Der jüngste Bericht der Bank für Internationalen Zahlungsausgleich (BIZ) beziffert die weltweiten Gesamtforderungen an Griechenland, Irland , Portugal und Spanien mit 2,2 Billionen Dollar. Mit etwa 513 Milliarden Dollar (388 Mrd. Euro) stehen sie alleine bei deutschen Banken und Anlegern in der Kreide.

Aufgeschlüsselt liege der Anteil der grenzüberschreitenden Forderungen zwischen 60 Prozent im Falle Portugals und 76 Prozent im Falle Irlands. Für Griechenland und Spanien lag der entsprechende Anteil bei 64 und 69 Prozent.

Dabei deutet der Bericht vor allem eines an: Während Banken insbesondere in die dynamischeren Volkswirtschaften Asiens und Lateinamerikas Kredite fließen lassen, geschieht dies auf Kosten der schwächelnden europäischen Länder. So nahm das wechselkursbereinigte Engagement der Banken für Griechenland allein im zweiten Quartal 2010 um 27 Milliarden Dollar ab.

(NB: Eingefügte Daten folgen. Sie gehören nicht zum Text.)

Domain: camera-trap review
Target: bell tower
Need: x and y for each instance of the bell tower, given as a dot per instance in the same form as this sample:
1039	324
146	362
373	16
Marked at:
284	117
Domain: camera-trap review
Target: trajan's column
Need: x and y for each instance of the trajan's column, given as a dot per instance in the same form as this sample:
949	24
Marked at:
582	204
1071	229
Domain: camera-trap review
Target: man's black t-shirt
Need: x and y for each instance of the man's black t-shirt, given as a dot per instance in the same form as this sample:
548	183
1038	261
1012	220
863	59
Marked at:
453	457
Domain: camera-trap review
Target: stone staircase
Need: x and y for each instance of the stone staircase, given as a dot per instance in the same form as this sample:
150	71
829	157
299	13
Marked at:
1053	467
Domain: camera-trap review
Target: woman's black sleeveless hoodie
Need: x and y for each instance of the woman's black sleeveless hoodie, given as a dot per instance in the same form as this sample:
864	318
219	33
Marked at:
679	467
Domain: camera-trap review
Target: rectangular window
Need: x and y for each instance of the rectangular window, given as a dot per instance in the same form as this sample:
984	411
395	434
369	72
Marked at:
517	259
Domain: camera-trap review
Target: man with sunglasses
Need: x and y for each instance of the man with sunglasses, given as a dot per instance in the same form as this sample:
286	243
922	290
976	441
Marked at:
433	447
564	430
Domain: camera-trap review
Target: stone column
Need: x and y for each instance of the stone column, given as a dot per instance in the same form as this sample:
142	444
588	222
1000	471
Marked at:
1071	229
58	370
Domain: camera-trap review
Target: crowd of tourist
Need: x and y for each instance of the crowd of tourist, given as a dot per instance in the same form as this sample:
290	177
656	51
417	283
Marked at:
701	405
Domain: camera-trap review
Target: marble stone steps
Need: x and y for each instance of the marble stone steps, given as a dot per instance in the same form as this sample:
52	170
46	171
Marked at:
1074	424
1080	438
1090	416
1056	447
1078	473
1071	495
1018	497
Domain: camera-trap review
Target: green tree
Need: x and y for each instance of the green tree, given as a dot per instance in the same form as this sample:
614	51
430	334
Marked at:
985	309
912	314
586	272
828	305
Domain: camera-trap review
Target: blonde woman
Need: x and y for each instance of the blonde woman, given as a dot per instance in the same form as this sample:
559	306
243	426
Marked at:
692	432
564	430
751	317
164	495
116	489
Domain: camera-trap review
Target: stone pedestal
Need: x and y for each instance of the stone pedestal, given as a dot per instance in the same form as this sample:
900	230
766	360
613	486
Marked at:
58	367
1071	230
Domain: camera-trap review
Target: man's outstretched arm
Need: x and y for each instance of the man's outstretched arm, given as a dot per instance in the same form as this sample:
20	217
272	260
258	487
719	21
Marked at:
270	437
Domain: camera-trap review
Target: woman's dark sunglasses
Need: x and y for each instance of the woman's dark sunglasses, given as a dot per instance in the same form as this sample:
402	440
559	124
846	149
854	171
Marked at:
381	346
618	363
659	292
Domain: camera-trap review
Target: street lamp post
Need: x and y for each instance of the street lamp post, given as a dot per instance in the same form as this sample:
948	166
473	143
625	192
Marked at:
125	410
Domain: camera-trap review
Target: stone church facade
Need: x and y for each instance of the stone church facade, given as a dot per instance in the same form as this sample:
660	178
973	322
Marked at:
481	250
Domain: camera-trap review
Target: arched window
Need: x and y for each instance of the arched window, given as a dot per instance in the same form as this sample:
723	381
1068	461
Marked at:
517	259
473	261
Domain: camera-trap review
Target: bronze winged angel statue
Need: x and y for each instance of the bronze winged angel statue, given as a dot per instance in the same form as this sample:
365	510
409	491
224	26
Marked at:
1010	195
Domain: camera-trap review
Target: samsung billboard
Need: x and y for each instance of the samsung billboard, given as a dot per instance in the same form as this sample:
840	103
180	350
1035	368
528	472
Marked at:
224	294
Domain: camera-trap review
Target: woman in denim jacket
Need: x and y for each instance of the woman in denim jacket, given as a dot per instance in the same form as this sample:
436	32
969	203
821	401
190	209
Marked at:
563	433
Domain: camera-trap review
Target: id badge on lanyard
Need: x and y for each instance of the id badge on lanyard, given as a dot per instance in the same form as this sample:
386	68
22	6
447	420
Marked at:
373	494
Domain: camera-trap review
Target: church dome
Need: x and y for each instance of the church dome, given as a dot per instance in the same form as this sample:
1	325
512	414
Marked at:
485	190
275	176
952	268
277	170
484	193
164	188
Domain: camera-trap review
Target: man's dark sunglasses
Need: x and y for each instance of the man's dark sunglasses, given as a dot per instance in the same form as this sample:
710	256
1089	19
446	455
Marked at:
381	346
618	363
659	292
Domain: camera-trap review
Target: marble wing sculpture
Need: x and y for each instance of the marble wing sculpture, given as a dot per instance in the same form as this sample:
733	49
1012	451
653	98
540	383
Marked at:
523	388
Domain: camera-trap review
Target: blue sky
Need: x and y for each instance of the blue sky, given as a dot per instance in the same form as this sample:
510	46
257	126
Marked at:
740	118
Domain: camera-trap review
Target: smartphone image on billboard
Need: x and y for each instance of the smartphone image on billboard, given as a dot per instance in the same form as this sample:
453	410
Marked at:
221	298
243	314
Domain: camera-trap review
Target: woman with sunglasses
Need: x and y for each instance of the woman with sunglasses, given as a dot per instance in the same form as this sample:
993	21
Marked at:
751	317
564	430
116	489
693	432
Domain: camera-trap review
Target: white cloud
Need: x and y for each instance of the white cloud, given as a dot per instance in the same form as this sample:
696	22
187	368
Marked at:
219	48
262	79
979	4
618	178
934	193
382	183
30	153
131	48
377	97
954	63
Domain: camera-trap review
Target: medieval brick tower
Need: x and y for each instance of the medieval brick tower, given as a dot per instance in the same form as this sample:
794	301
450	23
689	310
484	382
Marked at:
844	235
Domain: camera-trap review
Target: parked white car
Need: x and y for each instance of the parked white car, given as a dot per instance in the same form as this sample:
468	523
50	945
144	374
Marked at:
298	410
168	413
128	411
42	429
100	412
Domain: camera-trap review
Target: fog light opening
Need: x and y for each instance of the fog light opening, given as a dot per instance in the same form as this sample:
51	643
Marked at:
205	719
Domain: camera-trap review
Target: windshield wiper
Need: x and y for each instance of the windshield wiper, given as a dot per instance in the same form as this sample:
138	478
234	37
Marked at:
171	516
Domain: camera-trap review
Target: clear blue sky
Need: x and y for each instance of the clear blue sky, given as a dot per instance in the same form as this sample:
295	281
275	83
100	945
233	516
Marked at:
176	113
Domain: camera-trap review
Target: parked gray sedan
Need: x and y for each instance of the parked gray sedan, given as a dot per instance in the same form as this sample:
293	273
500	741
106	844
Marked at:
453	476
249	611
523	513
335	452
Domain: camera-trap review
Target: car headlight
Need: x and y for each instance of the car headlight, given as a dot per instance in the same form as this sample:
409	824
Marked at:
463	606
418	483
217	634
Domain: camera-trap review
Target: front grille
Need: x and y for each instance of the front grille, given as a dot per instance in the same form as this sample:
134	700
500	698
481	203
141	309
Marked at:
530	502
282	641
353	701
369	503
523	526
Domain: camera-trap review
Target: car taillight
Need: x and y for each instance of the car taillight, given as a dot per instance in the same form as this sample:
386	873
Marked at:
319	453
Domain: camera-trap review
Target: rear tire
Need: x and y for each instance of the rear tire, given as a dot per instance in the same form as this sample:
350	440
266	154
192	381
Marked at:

Eine genaue Schätzung über die Veränderung der Auslandsforderungen im Quartalsvergleich ist laut BIZ allerdings nicht möglich. Es könne aber angenommen werden, dass die Aufwertung des Dollar zum Euro für einen Rückgang der Forderungen mitverantwortlich ist.

Für Deutschland ergeben sich laut BIZ zum Ende des zweiten Quartals 2010 folgende Forderungen: Griechenland 65,4 Milliarden Dollar, Portugal 44,3, Irland 186,4 und Spanien 216,6 Milliarden Dollar.